La réforme liturgique par Benoît XVI. Fin de l'exposé de Martin Mosebach (21/8/2017)

>>> Le fil rouge du Pape Benoît (I)

Le fil rouge du Pape Benoît

Martin Mosebach
7 avril 2017
First Things (original en allemand: CNA)
Deuxième partie (et fin)
Ma traduction

* * *

Cela vaut-il encore la peine de demander à quoi la «réforme de la réforme» aurait ressemblé si elle avait été achevée? Le pape Benoît ne pensait pas remettre en cause l'usage du vernaculaire. Il le considérait comme irréversible, même s'il avait pu saluer la prolifération de messes occasionnelles en latin. La correction de l'orientation incorrecte de la célébration de la messe était très important pour lui, de même que la réception de la communion sur la langue (non abolie par le missel de Paul VI). Il avait favorisé l'utilisation du Canon romain - pas interdite non plus actuellement. S'il avait, en outre, pensé à mettre dans le nouveau missel les très importantes prières d'offertoire du rite traditionnel, on pourrait dire que la réforme de la réforme était simplement un retour au missel post-conciliaire de 1965 que le pape Paul lui-même avait promulgué avant sa réforme drastique de la messe. A propos de l'édition de 1966 du missel Schott, le cardinal secrétaire d'état de l'époque, Amleto Giovanni Cicognani, écrivit: «La caractéristique unique et cruciale de cette nouvelle édition est sa parfaite union avec la Constitution du Concile sur la Liturgie Sacrée»

Ce qui a conduit le pape Paul à ignorer le missel qu'il avait lui-même promulgué, et peu de temps après à publier un nouveau missel - un missel qui ne correspondait plus à la tâche fixée par le Concile - fait partie des grandes énigmes de l'histoire récente de l'Église.

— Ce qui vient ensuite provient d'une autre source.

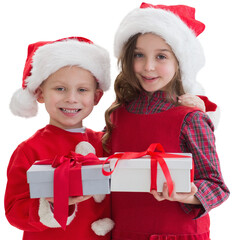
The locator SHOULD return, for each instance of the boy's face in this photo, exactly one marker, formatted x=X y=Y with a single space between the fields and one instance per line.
x=69 y=95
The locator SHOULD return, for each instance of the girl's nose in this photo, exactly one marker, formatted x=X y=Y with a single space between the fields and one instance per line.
x=72 y=96
x=150 y=64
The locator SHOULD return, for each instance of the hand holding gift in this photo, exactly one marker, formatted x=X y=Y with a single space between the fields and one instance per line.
x=179 y=197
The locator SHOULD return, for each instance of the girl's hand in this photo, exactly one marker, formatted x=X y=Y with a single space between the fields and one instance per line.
x=72 y=200
x=179 y=197
x=190 y=100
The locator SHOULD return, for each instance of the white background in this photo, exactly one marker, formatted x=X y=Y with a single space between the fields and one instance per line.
x=27 y=21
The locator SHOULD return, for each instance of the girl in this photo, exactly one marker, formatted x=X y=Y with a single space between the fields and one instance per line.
x=160 y=57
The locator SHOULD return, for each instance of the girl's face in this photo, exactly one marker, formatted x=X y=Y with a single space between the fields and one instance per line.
x=154 y=63
x=69 y=95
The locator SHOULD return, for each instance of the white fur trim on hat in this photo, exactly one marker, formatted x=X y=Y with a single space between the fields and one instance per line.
x=24 y=103
x=102 y=226
x=174 y=31
x=49 y=58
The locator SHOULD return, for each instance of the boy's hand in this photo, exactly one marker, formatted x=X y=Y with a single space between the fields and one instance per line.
x=179 y=197
x=190 y=100
x=72 y=200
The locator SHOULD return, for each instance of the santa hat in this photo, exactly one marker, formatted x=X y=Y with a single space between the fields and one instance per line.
x=45 y=58
x=178 y=27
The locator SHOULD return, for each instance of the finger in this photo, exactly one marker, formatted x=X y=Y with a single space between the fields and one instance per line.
x=193 y=188
x=50 y=200
x=157 y=195
x=78 y=199
x=165 y=191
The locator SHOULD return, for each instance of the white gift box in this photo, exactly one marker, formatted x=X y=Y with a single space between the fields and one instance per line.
x=134 y=175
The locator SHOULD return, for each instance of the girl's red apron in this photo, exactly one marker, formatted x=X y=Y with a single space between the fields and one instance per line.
x=140 y=216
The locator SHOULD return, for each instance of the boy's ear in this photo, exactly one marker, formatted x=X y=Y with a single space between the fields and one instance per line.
x=98 y=96
x=39 y=95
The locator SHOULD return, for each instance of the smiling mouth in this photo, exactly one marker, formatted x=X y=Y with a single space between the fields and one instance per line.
x=66 y=110
x=149 y=78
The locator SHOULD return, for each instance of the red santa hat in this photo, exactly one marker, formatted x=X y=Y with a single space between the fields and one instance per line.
x=45 y=58
x=178 y=27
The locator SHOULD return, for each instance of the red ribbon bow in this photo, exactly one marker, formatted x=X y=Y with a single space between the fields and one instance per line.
x=62 y=165
x=156 y=157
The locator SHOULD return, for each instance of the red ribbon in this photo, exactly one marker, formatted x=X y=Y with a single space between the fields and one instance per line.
x=156 y=157
x=62 y=165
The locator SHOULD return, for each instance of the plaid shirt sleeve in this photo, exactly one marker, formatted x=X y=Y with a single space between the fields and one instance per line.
x=198 y=138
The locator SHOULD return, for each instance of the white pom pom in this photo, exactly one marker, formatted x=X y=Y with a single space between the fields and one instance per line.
x=102 y=226
x=85 y=148
x=24 y=104
x=99 y=197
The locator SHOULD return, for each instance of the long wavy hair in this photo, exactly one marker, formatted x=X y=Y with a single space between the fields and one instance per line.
x=127 y=87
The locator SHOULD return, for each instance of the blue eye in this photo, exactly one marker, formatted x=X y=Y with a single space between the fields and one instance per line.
x=138 y=55
x=82 y=90
x=161 y=57
x=60 y=89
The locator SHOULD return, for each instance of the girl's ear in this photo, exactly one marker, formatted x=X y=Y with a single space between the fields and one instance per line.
x=98 y=96
x=39 y=94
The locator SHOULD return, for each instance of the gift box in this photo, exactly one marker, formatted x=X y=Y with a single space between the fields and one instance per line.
x=134 y=175
x=41 y=177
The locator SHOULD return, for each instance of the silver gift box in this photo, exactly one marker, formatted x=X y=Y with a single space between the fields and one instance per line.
x=40 y=179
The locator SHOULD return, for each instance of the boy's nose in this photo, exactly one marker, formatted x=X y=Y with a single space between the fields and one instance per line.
x=150 y=65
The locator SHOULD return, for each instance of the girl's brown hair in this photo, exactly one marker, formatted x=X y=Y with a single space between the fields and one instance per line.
x=127 y=87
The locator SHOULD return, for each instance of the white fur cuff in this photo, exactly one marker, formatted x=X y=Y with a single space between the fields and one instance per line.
x=47 y=216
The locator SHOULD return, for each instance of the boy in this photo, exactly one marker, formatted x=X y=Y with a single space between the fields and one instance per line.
x=69 y=77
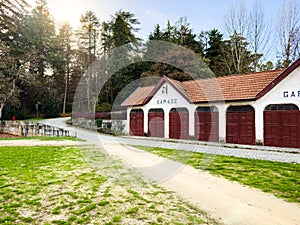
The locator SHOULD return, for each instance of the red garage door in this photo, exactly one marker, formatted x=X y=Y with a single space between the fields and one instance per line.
x=156 y=123
x=137 y=122
x=207 y=124
x=282 y=126
x=240 y=125
x=179 y=123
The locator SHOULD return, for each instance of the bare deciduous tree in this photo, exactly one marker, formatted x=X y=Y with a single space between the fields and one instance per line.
x=258 y=34
x=288 y=31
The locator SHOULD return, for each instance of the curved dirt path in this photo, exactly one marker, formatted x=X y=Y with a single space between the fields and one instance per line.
x=229 y=202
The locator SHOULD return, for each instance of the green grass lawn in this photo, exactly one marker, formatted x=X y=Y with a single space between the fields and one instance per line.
x=279 y=179
x=45 y=138
x=56 y=185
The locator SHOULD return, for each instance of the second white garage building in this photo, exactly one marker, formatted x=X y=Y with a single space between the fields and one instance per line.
x=258 y=108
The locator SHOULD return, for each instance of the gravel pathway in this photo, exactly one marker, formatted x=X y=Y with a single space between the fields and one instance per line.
x=290 y=155
x=271 y=154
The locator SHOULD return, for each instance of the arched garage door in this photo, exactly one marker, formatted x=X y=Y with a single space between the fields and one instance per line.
x=207 y=124
x=282 y=125
x=156 y=123
x=179 y=123
x=137 y=122
x=240 y=125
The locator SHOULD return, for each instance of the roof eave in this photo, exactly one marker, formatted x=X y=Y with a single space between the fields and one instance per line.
x=278 y=79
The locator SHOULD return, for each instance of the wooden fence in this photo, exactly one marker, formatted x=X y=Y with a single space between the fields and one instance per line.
x=30 y=129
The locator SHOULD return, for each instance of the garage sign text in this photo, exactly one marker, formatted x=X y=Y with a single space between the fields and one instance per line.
x=291 y=94
x=166 y=101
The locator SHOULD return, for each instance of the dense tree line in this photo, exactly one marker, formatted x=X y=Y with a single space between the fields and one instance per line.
x=40 y=65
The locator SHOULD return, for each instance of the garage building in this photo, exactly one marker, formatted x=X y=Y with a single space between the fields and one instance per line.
x=258 y=108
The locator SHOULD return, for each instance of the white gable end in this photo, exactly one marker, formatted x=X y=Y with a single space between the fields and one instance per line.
x=167 y=97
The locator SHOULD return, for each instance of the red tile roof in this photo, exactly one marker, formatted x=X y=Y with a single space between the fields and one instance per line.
x=138 y=96
x=228 y=88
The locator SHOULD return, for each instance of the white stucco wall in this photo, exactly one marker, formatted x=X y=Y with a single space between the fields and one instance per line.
x=286 y=92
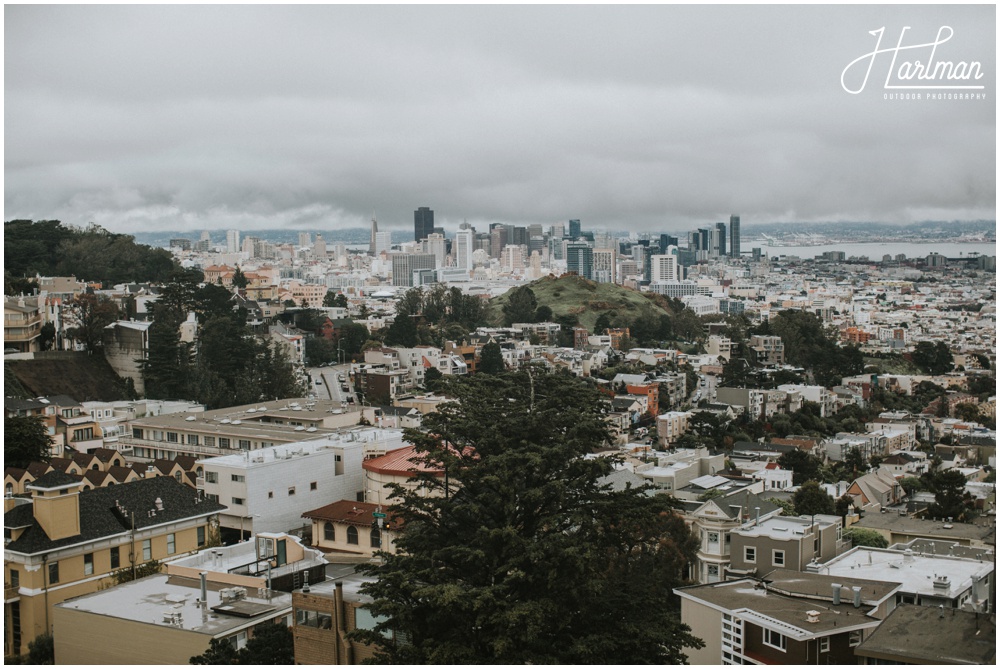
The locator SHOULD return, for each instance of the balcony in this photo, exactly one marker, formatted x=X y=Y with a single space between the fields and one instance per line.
x=10 y=593
x=130 y=443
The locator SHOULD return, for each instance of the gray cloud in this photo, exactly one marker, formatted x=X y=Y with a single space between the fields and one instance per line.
x=646 y=117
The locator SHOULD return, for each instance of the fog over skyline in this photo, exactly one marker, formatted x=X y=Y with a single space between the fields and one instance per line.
x=645 y=118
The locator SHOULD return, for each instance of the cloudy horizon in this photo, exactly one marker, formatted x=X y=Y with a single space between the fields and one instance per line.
x=185 y=118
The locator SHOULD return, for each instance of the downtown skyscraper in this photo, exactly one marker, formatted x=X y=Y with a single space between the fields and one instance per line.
x=423 y=223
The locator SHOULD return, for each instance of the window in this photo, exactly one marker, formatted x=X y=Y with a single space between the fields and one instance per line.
x=774 y=640
x=319 y=619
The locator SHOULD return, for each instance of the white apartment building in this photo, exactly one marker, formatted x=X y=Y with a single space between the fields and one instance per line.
x=268 y=490
x=670 y=426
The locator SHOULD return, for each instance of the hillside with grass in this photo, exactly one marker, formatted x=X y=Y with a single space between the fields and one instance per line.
x=571 y=295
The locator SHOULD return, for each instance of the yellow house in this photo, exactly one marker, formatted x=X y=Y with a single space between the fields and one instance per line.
x=65 y=542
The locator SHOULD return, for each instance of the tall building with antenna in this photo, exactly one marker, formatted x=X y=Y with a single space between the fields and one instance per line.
x=734 y=236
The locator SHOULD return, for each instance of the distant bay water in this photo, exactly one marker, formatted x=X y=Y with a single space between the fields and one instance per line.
x=875 y=250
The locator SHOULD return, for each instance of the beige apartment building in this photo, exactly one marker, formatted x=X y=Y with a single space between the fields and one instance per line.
x=65 y=542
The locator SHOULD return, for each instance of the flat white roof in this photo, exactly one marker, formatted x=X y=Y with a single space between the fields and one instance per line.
x=148 y=600
x=916 y=572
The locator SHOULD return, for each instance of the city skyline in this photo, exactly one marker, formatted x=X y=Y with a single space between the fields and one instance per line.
x=650 y=118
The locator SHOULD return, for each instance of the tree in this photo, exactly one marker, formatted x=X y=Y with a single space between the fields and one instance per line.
x=239 y=278
x=271 y=643
x=332 y=299
x=787 y=508
x=520 y=554
x=87 y=315
x=967 y=411
x=491 y=359
x=804 y=466
x=402 y=332
x=810 y=500
x=863 y=536
x=521 y=306
x=934 y=358
x=950 y=498
x=41 y=650
x=25 y=440
x=220 y=651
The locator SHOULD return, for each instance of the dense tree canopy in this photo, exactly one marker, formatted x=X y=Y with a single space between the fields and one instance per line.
x=49 y=248
x=25 y=440
x=520 y=554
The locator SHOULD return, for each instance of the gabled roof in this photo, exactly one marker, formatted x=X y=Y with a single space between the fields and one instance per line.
x=106 y=512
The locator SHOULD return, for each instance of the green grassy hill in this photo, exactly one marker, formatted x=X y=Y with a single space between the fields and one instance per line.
x=571 y=294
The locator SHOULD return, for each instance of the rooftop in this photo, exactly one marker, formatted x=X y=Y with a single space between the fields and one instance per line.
x=386 y=439
x=917 y=573
x=930 y=528
x=915 y=633
x=173 y=601
x=755 y=602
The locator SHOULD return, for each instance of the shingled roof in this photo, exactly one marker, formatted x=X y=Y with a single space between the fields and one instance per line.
x=106 y=512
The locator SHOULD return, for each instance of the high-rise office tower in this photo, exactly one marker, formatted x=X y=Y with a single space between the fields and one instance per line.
x=580 y=259
x=405 y=264
x=721 y=238
x=383 y=242
x=423 y=223
x=664 y=268
x=435 y=245
x=734 y=236
x=605 y=265
x=574 y=229
x=464 y=246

Une chose est certaine: si les choses étaient restées telles qu'elles étaient dans la version de 1965, qui, même si elles infligeaint de nombreux sacrifices absurdes, laissaient dans l'ensemble le rite intact, la révolte du grand Archevêque Lefebvre n'aurait jamais eu lieu. Mais une autre chose est également vraie. Même aujourd'hui, rien n'empêche un prêtre d'inclure dans la célébration de la Messe les composantes les plus importantes de la «réforme de la réforme»: la célébration ad orientem, la communion sur la langue, le Canon romain, l'usage occasionnel du latin. Selon les livres de l'Église, cela est possible même aujourd'hui, bien que dans une congrégation individuelle, il faille un courage considérable, et une certaine autorité pour retrouver le chemin de cette forme sans le soutien de Rome. En vérité, la réforme de la réforme n'aurait pas été une réussite extraordinaire; elle n'aurait pas recouvré de nombreux trésors spirituels du vieux Rite. Mais elle aurait certainement entraîné un changement d'atmosphère, elle aurait permis le retour de l'esprit d'adoration et de la place du sacré. Quand un prêtre individuel s'engage dans une paroisse isolée et pour son propre compte, il risque une lutte épuisante avec son supérieur et des ennuis avec son comité de liturgie. Ainsi, ce qui est possible et autorisé devient rapidement pratiquement impossible. Quel sera l'utilité d'un seul document papal qui recommande la célébration d' Ad orientem!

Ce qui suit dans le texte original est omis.